Case study guidelines
· This is a 3,000-word case study, you need to start with thinking about a patient whom you have working with and where prescribing activity is required. You will not have prescribed the medications but there should be enough background to be able to discuss the medications in use.
· Think about the issues surrounding this case and do a literature search to ensure you have enough evidence to analysis the case.
· An illustrative case study uses one or two instances of an event or phenomenon to give readers a clearer overall picture. It aims to give readers a common language and understanding about the given topic.
· It should provide new or unexpected insights into the subject. Challenge or complicate existing assumptions and theories. Propose practical courses of action to resolve a problem.
· A case study seeks to discover new understandings about a particular issue. It can also contribute to an existing body of knowledge.

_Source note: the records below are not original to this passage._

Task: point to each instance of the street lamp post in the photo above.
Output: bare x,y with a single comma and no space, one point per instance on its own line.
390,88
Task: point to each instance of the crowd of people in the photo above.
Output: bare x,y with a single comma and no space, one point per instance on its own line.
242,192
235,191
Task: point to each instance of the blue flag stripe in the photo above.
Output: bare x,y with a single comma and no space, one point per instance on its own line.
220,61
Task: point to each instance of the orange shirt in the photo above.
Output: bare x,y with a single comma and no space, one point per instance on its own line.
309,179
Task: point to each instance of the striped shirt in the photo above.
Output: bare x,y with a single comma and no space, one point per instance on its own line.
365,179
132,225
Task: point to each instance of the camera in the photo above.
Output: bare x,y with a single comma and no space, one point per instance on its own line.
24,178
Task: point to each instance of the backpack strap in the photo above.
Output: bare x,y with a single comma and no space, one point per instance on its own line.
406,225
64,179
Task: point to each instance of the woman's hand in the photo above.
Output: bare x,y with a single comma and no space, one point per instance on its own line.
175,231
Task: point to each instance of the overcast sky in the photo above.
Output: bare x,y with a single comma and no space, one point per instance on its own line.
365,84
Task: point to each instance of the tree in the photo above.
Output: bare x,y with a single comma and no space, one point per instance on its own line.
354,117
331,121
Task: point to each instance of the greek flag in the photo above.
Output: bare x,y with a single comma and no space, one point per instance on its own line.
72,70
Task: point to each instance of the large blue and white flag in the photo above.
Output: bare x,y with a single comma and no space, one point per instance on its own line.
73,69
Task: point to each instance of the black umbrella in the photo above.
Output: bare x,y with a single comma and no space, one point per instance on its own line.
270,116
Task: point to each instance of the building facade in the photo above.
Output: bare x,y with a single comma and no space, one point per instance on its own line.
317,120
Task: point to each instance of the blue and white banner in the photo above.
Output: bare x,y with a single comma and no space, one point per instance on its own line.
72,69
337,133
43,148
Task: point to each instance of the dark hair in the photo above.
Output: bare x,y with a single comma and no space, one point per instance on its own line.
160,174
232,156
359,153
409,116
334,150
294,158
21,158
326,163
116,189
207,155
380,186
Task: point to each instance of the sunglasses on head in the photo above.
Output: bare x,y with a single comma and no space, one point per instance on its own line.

· Use the RPS(Royal Pharmaceutical Society) framework to guide your case study and remember to map the framework into your academic writing.
· The introduction captures the scope and purpose of your idea; it addresses why and how the case will address the topic. When writing your introduction, try to answer these four questions:
1. Describe what you are going to do.
2. Describe why you believe your case study and the subject of analysis are essential in understanding prescribing practice.
3. Describe how your case will prove useful in exploring new knowledge about the topic.
4. Describe why your case study will provide your new ways of understanding prescribing.
5. These types of questions should be answered in a few hundred words.
· The case described: Describe why you chose to focus on this individual. What experience do you have that provides an opportunity to promote new knowledge? Include the person’s background information; this will help readers understand the importance of your experiences to your study.